I am following two different C++ programming courses. One is a mandatory course from my Physics degree, ROOT-oriented, and one is a course from the Informatics degree I chose on my own.
The problem is, the examples they give for constructors in classes are slightly different.
Let's pick, for example, the default ctor for a class named CDate, containing three ints, one for the day, one for the month, and one for the year. If nothing is passed to initialize the date, it is automatically set to the first of January, 1900.
The slide from the Informatics course gives this example:
CDate::CDate(void){
mDay=1;
mMonth=1;
mYear=1900;
}
While the one from my Physics course gives this:
CDate::CDate():
mDay (1),
mMonth (1),
mYear (1900)
{}
They only put things inside the braces if they have to modify some variables already created outside the braces.
Let's say, for example, we want to create a class representing an histogram, giving the minimum value, the maximum one, the number of bins, and then an array containing the values inside every single bin. The complete constructor would look like this:
histogram::histogram (const int &nBin, const float &min, const float &max):
nBin_p (nBin),
min_p (min),
max_p (max),
binContent_p ( new int[nBin_p] )
{
//initialize to zero the bin content
for (int i = 0; i < nBin_p; ++i)
binContent_p[i] = 0;
}
(the variables with _p are the actual ones of the class, defined as private in the class implementation).

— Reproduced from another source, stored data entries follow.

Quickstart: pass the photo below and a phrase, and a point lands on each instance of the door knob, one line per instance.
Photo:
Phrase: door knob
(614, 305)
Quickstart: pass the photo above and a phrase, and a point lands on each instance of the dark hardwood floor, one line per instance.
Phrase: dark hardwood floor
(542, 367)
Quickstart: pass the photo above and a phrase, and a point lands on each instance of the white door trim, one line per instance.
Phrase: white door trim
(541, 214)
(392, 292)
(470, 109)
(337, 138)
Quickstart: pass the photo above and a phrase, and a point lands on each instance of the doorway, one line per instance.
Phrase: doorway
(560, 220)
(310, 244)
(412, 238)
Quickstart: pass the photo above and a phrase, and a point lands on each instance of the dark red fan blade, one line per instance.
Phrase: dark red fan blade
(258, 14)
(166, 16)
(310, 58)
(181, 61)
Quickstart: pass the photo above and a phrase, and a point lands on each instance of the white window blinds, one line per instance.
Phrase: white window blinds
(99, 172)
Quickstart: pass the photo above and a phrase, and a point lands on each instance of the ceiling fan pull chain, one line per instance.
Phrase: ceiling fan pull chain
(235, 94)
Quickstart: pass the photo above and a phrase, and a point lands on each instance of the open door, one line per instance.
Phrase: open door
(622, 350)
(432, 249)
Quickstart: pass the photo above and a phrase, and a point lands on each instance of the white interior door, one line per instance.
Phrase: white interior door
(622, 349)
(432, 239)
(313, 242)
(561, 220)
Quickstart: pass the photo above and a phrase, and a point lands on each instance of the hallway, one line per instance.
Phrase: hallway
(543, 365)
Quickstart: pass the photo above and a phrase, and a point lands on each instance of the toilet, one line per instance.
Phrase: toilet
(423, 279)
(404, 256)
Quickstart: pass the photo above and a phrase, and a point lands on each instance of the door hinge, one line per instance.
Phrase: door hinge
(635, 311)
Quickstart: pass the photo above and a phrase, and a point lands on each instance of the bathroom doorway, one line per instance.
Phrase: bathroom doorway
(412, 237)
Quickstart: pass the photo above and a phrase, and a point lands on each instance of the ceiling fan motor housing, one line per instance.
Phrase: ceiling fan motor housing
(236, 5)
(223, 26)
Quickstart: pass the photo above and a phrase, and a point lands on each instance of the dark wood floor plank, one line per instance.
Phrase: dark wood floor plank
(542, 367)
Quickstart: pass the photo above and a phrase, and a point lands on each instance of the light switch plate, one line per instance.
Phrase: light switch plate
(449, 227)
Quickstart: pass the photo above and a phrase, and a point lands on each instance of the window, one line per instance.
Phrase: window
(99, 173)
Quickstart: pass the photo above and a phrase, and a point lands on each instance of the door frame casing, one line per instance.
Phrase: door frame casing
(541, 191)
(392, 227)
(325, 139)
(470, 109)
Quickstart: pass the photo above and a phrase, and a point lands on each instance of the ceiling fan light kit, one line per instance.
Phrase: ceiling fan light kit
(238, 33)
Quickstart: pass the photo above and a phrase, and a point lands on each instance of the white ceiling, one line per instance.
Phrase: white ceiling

I guess the "better" one is the one by the Informatics, they should know better, right?But still, I wonder, what are in a nutshell the actual differences between the two ways, as slight as they can be? When should I better use one and when the other one, or are they completely equivalent?
The informatics' approach actually sounds very C-derived, they do not take advantage of some C++ "pecularities". They just do some assignments to those member variables.
The physics rather do initialization. At first sight the difference might only seem aesthetic, and probably won't make much of a difference in practice as long as the member variables you are initializing are fundamental types.
But what if you have a member variable that is of an object type and which does not have a void constructor? To invoke a constructor with arguments for that type you can only use the Physics' approach (which is called initialization list, by the way).